We are presenting a newborn baby born with an isolated single umbilical artery (SUA). Second-trimester ultrasound done at 24 weeks showed a single umbilical artery, and no other associated abnormalities of the fetus were detected. The screening test performed in the first trimester was done at 12 weeks of pregnancy and reported normal.

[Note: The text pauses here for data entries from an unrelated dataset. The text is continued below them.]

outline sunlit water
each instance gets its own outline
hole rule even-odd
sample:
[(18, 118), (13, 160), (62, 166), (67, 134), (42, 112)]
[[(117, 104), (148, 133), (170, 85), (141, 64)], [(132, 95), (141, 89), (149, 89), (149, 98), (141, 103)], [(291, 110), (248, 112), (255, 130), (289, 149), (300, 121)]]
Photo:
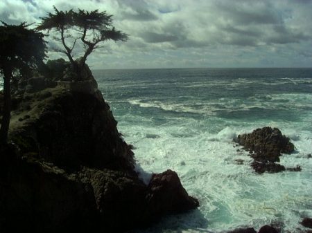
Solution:
[[(312, 69), (94, 71), (138, 169), (178, 174), (198, 210), (136, 232), (220, 232), (312, 217)], [(259, 175), (232, 139), (278, 127), (296, 147), (281, 164), (300, 172)], [(235, 162), (244, 160), (243, 165)], [(144, 178), (148, 175), (143, 174)]]

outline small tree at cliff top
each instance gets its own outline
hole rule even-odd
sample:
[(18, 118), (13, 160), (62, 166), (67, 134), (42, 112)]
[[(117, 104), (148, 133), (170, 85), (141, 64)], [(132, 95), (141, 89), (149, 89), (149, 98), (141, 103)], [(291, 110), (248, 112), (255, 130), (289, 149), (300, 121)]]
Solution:
[[(80, 9), (78, 12), (72, 9), (62, 11), (55, 6), (53, 9), (54, 13), (48, 13), (47, 17), (41, 18), (42, 22), (37, 28), (48, 30), (48, 32), (53, 30), (58, 33), (59, 36), (54, 39), (62, 44), (64, 49), (55, 50), (67, 56), (78, 80), (83, 78), (80, 71), (85, 66), (87, 57), (101, 47), (101, 42), (107, 40), (124, 41), (128, 39), (126, 34), (112, 26), (112, 15), (107, 15), (105, 11), (95, 10), (89, 12)], [(73, 50), (79, 39), (83, 44), (85, 53), (78, 62), (73, 57)]]
[(46, 57), (44, 35), (28, 25), (0, 26), (0, 72), (3, 77), (3, 108), (0, 128), (0, 145), (6, 142), (11, 111), (11, 80), (14, 71), (35, 68)]

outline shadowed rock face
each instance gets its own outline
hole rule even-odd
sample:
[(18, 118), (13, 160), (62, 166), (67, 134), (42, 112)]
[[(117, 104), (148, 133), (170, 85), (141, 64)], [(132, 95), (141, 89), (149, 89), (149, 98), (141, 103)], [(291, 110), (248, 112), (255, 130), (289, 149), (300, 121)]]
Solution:
[(291, 153), (294, 145), (277, 128), (264, 127), (239, 135), (236, 142), (263, 159), (278, 162), (281, 153)]
[(0, 148), (1, 232), (120, 232), (198, 206), (174, 171), (138, 178), (101, 93), (49, 91), (21, 100)]
[[(198, 201), (189, 196), (177, 174), (171, 170), (153, 175), (147, 200), (153, 212), (159, 215), (166, 212), (182, 212), (199, 206)], [(159, 203), (162, 205), (159, 205)]]
[[(251, 133), (239, 135), (234, 141), (250, 151), (250, 156), (254, 159), (251, 166), (259, 174), (285, 171), (285, 167), (275, 162), (279, 162), (281, 153), (291, 153), (294, 151), (294, 145), (289, 138), (282, 135), (277, 128), (257, 129)], [(301, 168), (297, 166), (287, 170), (299, 171)]]
[(279, 232), (273, 227), (266, 225), (260, 228), (258, 233), (279, 233)]
[(232, 231), (228, 232), (227, 233), (257, 233), (254, 228), (239, 228), (235, 229)]

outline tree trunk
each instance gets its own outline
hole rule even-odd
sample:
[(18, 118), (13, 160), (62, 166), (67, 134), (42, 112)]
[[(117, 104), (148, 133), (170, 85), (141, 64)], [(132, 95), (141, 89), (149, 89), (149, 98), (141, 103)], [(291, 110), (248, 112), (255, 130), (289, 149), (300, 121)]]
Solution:
[(6, 143), (8, 132), (11, 117), (11, 77), (12, 69), (10, 67), (3, 66), (4, 83), (3, 83), (3, 112), (2, 115), (1, 126), (0, 128), (0, 144)]

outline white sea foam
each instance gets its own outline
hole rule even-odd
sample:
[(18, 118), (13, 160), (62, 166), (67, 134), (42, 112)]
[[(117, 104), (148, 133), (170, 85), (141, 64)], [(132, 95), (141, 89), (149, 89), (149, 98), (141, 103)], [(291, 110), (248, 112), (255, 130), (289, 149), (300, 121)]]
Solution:
[[(200, 203), (199, 210), (166, 217), (135, 232), (220, 232), (242, 226), (257, 230), (271, 223), (281, 223), (284, 232), (297, 231), (302, 218), (312, 216), (308, 156), (312, 153), (312, 78), (198, 80), (193, 73), (188, 77), (183, 82), (157, 76), (157, 80), (137, 80), (138, 86), (135, 82), (103, 86), (112, 95), (119, 130), (136, 147), (136, 169), (142, 180), (147, 183), (152, 173), (173, 169)], [(290, 84), (295, 91), (288, 91)], [(140, 91), (132, 93), (137, 87)], [(218, 88), (224, 91), (214, 91)], [(266, 126), (280, 129), (295, 146), (295, 153), (283, 155), (280, 163), (300, 165), (302, 171), (254, 172), (248, 152), (232, 139)]]

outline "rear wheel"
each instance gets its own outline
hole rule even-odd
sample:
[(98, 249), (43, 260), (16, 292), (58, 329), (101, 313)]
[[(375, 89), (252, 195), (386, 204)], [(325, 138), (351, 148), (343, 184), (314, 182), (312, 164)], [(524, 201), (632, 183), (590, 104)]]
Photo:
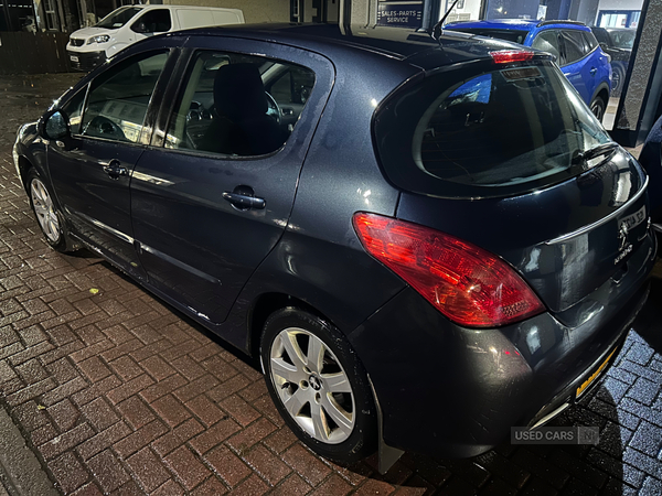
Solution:
[(265, 324), (260, 357), (271, 399), (309, 448), (344, 463), (374, 452), (367, 376), (339, 330), (311, 313), (279, 310)]
[(75, 248), (70, 248), (71, 244), (67, 242), (64, 218), (49, 187), (34, 170), (28, 174), (28, 196), (39, 227), (49, 245), (61, 252), (73, 251)]
[(607, 108), (607, 104), (601, 97), (595, 97), (590, 103), (590, 111), (596, 116), (596, 118), (602, 122), (602, 118), (605, 117), (605, 109)]

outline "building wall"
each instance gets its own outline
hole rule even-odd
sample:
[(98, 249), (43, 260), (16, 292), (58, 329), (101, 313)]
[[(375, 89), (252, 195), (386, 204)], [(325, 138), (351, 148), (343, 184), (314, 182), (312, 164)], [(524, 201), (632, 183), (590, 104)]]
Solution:
[(289, 0), (163, 0), (169, 6), (227, 7), (242, 9), (246, 23), (289, 22)]
[(601, 0), (598, 10), (641, 10), (643, 0)]

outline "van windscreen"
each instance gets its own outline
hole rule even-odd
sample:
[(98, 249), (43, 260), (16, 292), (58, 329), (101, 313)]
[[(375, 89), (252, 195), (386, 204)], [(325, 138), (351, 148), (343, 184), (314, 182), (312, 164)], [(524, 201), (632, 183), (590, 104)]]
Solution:
[(139, 7), (122, 7), (110, 12), (104, 19), (102, 19), (95, 28), (105, 28), (107, 30), (118, 30), (127, 22), (131, 20), (134, 15), (140, 12), (142, 9)]

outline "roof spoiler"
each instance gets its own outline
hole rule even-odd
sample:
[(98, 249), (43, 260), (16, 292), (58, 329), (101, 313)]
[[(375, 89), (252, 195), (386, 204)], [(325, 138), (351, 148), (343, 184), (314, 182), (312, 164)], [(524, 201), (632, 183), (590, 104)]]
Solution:
[(579, 22), (579, 21), (570, 21), (570, 20), (552, 20), (552, 21), (541, 21), (537, 23), (536, 28), (543, 26), (543, 25), (548, 25), (548, 24), (575, 24), (575, 25), (586, 25), (584, 22)]

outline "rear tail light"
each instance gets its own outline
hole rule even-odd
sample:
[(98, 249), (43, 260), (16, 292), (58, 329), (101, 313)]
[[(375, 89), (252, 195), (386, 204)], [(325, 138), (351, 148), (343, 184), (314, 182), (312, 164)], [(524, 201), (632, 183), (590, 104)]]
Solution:
[(458, 324), (493, 327), (545, 310), (513, 268), (470, 242), (362, 212), (353, 224), (370, 255)]
[(526, 62), (533, 58), (534, 53), (528, 50), (500, 50), (490, 52), (495, 64), (510, 64), (511, 62)]

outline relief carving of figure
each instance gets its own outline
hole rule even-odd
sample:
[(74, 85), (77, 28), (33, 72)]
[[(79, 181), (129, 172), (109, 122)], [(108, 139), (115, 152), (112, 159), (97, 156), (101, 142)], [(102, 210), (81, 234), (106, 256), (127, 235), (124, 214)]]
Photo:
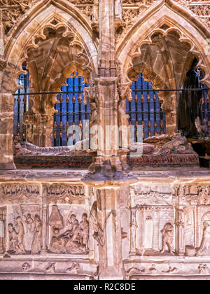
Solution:
[(82, 221), (79, 224), (78, 234), (80, 237), (80, 244), (85, 246), (86, 251), (88, 248), (88, 239), (89, 239), (89, 222), (88, 220), (88, 214), (83, 214), (82, 216)]
[(165, 246), (167, 246), (170, 253), (172, 252), (172, 243), (174, 234), (174, 228), (170, 223), (167, 223), (164, 225), (164, 228), (162, 230), (161, 233), (162, 234), (162, 245), (161, 253), (164, 252)]
[(4, 251), (4, 222), (3, 219), (3, 215), (0, 214), (0, 253)]
[(42, 222), (38, 214), (34, 218), (34, 235), (31, 245), (31, 254), (39, 254), (41, 251)]
[(68, 230), (59, 234), (59, 229), (54, 228), (54, 236), (50, 244), (50, 251), (54, 253), (84, 253), (88, 251), (89, 222), (87, 214), (83, 214), (79, 223), (75, 214), (66, 221)]
[(204, 223), (203, 237), (200, 248), (198, 248), (196, 255), (200, 256), (204, 253), (209, 254), (210, 248), (210, 225), (208, 222)]
[(115, 18), (122, 19), (122, 0), (115, 0)]
[(18, 248), (20, 249), (20, 254), (25, 253), (25, 248), (24, 246), (24, 230), (22, 224), (22, 218), (18, 216), (15, 219), (15, 230), (18, 235)]
[(18, 235), (13, 223), (8, 225), (8, 251), (18, 252)]
[(92, 8), (92, 22), (98, 22), (99, 18), (99, 1), (94, 0)]
[(31, 215), (30, 214), (27, 214), (27, 216), (26, 217), (25, 220), (26, 224), (27, 224), (27, 233), (30, 232), (32, 231), (32, 226), (34, 224), (34, 220), (31, 218)]
[(125, 140), (125, 144), (127, 144), (127, 146), (122, 146), (122, 142), (125, 140), (125, 138), (123, 139), (124, 136), (123, 136), (123, 132), (124, 132), (124, 130), (122, 129), (121, 131), (120, 131), (120, 134), (119, 134), (119, 147), (120, 148), (123, 147), (127, 148), (128, 146), (128, 118), (129, 118), (129, 115), (126, 114), (126, 99), (120, 99), (120, 102), (118, 103), (118, 127), (127, 127), (127, 140), (126, 142)]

The mother was 20 years old, with 34 weeks of pregnancy, pregnant for the second time, with a previous caesarean section done four years ago and with no other associated pathology. She was counselled and closely followed-up in our Obstetrics and Gynecology department, and fortnightly biometry ultrasound and Dopplers, AFI measurement and cardiotocograms were performed. The last ultrasound showed:  AC<10^th percentile, EFW<10^th percentile for 34 weeks of pregnancy, leading to the diagnosis of intrauterine growth restriction, oligohidramnios (AFI: 8), FHR: 110 bpm, MCA RI: 0.70, UA RI: 0.70, CPR=1. She was further admitted in our hospital and the baby was delivered by emergency caesarean section for acute fetal distress, with severe fetal bradycardia. It was a preterm male baby, with a birth weight of 2.1 kg and an Apgar score of 8. During examination the baby was normal; there were no dysmorphic features or obvious congenital abnormalities. The abdominal ultrasound done on the third day of life showed no anomalies. The liver and the spleen were normal, both of the kidneys were normal, with normal bladder without peritoneal fluid. Echocardiography was done as part of the routine screening in these cases. There was a small patent foramen ovale without interventricular septal defect or other abnormalities.

The baby is now one month old and was brought for a periodical check-up. He is feeding well and gaining weight, his present weight being 2.5 kg.

Discussion

Isolated SUA is associated not only with a marked increased risk in perinatal mortality and morbidity, but also with long-term outcome risks.

There is an increased risk of intrauterine growth restriction, prematurity and mortality among neonates with SUA when compared with those with a three-vessel cord^(7,9). This baby was also born premature, with a low birth weight.

Neonates with SUA are at higher risk for congenital anomalies and chromosomal abnormalities. The most common congenital anomalies associated with SUA are renal, followed by cardiovascular and musculoskeletal^(7,9). Renal ultrasonography done on this newborn was reported to be normal.

A significant proportion of infants with isolated SUA may have occult renal malformations such as vesico-ureteric reflux (VUR) of grade 2 or more^(9,10). We need to regularly follow-up these infants in order to diagnose and manage urinary tract infections (UTIs). Also, a micturating cystourethrogram needs to be done to rule out VUR. We are planning to follow-up this baby based on the aforementioned recommendations.

Conclusions

IUGR etiology is diverse, and finding a fetus whose growth is affected should raise different diagnostic problems. Non-placental causes should be taken into consideration. A very careful evaluation of cord insertion or cord morphology can lead to the cause why fetuses grow slower.

Single umbilical artery can be associated with chromosomal abnormalities or organ malformation. When excluding these, starting to do serial biometries, amniotic fluid assessment and Dopplers should identify fetuses with IUGR, in order to prepare for a safe delivery.

Conflict of interests: The authors declare no conflict of interests.